Les exportations d’armes suisses explosent
Au 30 septembre, l’industrie militaire helvétique affiche des chiffres record. Parmi les destinataires: l’Arabie saoudite, la Turquie ou le Koweït
Depuis le 1er janvier, les entreprises suisses du secteur de l’armement ont exporté pour près d’un demi-milliard de francs (496 millions). Discrètement annoncé dans de nouvelles statistiques publiées ce mardi par le Secrétariat d’Etat à l’économie (Seco), le montant révèle la santé éclatante de la branche, dont les ventes ont grimpé de 60% par rapport aux trois premiers trimestres de l’année dernière (299 millions).
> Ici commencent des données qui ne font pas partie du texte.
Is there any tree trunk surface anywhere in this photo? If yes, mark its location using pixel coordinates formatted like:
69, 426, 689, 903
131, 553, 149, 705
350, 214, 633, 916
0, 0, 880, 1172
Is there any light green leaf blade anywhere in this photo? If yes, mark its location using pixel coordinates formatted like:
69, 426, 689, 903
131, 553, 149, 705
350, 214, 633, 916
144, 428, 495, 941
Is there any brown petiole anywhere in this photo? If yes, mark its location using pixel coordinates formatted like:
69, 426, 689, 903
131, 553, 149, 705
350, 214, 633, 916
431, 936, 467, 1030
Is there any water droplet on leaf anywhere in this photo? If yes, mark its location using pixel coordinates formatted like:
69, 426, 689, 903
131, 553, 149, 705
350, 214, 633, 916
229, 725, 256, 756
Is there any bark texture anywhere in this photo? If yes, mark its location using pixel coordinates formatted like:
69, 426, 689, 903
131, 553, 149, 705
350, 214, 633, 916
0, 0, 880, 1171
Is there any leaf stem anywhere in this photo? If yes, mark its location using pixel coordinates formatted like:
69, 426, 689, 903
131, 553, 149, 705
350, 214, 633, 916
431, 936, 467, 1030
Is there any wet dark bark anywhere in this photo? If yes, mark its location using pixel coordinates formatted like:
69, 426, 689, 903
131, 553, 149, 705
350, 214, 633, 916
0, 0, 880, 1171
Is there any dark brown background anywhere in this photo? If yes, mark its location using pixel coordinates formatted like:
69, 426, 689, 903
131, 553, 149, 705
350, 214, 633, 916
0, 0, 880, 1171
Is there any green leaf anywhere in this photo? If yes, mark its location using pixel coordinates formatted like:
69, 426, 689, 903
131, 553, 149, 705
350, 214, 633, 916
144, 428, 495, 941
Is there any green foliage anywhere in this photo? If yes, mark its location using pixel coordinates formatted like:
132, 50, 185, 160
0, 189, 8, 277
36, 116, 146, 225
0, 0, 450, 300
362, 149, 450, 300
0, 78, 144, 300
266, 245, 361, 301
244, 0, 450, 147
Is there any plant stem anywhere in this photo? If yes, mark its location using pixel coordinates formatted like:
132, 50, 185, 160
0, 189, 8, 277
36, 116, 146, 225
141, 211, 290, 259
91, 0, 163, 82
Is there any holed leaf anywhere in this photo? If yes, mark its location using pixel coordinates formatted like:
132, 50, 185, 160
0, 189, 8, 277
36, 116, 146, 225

La présence de plusieurs dictatures parmi les destinataires n’a pas manqué de susciter l’ire des opposants au commerce d’armes.
Sur les neuf premiers mois de 2019, la Suisse a exporté davantage de matériel de guerre qu’elle ne l’avait fait lors des années 2015, 2016 ou 2017. Parmi les 66 pays bénéficiaires, les plus grands acheteurs sont le Danemark (107 millions), l’Allemagne (83 millions), le Bangladesh (54 millions), la Roumanie (34 millions), les Etats-Unis (27 millions) et le Botswana (22 millions). Les meilleures exportations ont été réalisées dans le secteur des véhicules militaires et dans celui des munitions, dont les ventes ont généré à eux seuls plus de 300 millions de francs.
Contacté par Le Temps, le Seco juge que l’augmentation spectaculaire des exportations militaires par rapport à l’année dernière n’est due qu’à des «fluctuations naturelles selon le volume d’acquisition des clients». Quant aux ventes destinées à plusieurs pays autoritaires, certes moins importantes en termes de chiffre d’affaires mais bien plus sensibles du point de vue politique, il les justifie point par point.
Exportations vers la Turquie exclues depuis 2017
S’agissant de l’Arabie saoudite (1,2 million), du Pakistan (13,3 millions) et de l’Indonésie (940000 francs), le matériel livré consiste avant tout en «pièces de rechange et munitions pour des systèmes de défense antiaériens». Le risque que ces marchandises servent à commettre de graves violations des droits de l’homme ou qu’elles soient utilisées à l’encontre depopulations civiles est considéré comme «faible», juge le Seco, qui ajoute que «la pratique est restrictive envers ces pays depuis plusieurs années».
Le même raisonnement tient pour le Koweït, vers qui seuls 20 000 francs d’exportation ont été réalisés en 2019. Leur objet? Des «armes de poing, et à épauler, destinées à des membres de la famille régnante».
Quant à la Turquie, dont les activités militaires au Kurdistan syrien ont suscité l’opprobre de la communauté internationale ces derniers jours, un unique pistolet de collection y a été vendu – 2400 francs. A un diplomate.
«Outre des pièces de rechange et des armes de poing à l’usage privé d’ambassadeurs, les exportations vers la Turquie sont exclues», rappelle le Seco: «Cet usage est en oeuvre depuis 2017, année où le conflit avec le PKK a atteint le seuil de conflit interne.»
En 2018, sur demande de l’industrie, c’est justement cette règle que le Conseil fédéral avait décidé d’assouplir – avant de rétropédaler sous la pression populaire. Pour s’assurer que la règle ne change plus, une initiative dite «de rectification» a abouti cet été.